The league is obviously a major development for the continent of Africa in terms of basketball. What do you think needs to be the next step for the NBA to see a more potent influx of African players?
“I think they just need to keep doing what they’re doing. This is only Year 2, so its popularity is going to continue to grow. Obviously everyone knows of the immense talent that Africa has, so really just continue to market and continue to show on TV, because a lot of people want to play in this league, because of the exposure. Anytime the NBA attaches themselves it comes with a lot of exposure itself. So, just continue to do what they have been doing.”
The BAL obviously also needs to stand on its own legs, and not just to be a farmer league for the NBA, so how does it balance that?
“It’s a league that’s still in its infancy, but already has a lot of popularity that’s going to continue to grow. When you have somebody like the NBA definitely helping with the league and the notoriety, it’s only going to continue to grow, and get better and better. But eventually the league is going to take on an identity of its own and be one of the better leagues in the world, in my opinion.”
As a player, what have you seen in terms of response from players and fans to the implementation of the BAL, and can you talk a little about the level of excitement there is about further development of the league?

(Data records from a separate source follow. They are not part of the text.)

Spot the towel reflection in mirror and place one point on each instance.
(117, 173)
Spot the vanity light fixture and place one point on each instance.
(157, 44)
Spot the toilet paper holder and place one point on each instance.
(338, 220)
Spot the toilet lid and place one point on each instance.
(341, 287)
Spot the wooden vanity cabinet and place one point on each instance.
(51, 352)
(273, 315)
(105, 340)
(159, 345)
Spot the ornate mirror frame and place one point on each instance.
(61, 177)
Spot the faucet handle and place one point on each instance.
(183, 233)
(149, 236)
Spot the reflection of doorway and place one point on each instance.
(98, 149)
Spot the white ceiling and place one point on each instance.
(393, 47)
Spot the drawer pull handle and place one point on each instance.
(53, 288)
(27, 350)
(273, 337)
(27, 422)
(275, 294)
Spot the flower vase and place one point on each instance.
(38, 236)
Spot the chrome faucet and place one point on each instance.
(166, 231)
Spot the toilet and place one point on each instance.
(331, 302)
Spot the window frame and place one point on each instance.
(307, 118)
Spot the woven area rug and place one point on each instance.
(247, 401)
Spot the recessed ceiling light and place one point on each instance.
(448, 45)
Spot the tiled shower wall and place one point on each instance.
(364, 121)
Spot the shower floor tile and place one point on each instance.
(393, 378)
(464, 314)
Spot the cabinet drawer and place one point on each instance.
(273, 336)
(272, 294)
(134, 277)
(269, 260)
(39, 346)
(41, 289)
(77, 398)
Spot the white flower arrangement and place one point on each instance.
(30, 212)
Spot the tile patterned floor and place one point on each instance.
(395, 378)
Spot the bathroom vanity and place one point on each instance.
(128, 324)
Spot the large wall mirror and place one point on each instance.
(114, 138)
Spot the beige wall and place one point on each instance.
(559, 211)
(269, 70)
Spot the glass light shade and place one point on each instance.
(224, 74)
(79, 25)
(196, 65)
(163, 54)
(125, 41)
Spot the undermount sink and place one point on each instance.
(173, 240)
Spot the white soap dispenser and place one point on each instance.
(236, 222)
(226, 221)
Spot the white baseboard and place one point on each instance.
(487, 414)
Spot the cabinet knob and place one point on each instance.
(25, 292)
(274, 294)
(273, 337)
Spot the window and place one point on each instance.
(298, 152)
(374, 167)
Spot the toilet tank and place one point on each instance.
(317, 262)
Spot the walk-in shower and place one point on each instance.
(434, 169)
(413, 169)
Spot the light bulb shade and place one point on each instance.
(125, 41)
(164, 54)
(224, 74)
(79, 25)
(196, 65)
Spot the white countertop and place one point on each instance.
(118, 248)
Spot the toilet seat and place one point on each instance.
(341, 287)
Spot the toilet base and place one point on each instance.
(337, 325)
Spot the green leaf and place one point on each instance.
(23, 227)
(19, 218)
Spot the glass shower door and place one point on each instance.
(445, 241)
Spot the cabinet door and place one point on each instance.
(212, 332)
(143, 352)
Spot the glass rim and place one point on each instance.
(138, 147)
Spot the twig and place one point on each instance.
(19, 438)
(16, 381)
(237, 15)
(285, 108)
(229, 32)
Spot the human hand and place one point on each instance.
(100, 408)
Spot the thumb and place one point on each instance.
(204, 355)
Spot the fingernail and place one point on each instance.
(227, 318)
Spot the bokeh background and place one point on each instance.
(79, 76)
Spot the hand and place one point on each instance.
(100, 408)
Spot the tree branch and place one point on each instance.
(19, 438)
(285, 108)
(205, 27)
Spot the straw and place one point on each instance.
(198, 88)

“There’s a lot of excitement. Everybody keeps saying, especially when it comes to international competition that the world is catching up with the USA. Mainly when they’re saying that, they’re talking about European countries, but Africa is right there. Africa is catching up. As far as everybody knows, we produce top-notch athletes, and now that they’re learning the basics of fundamentals, and when you combine those two things it’s scary. Africa basketball is on the rise. The presentation is great in the BAL games, so the future is bright for Africa, and a lot of people are excited about the BAL and its potential.”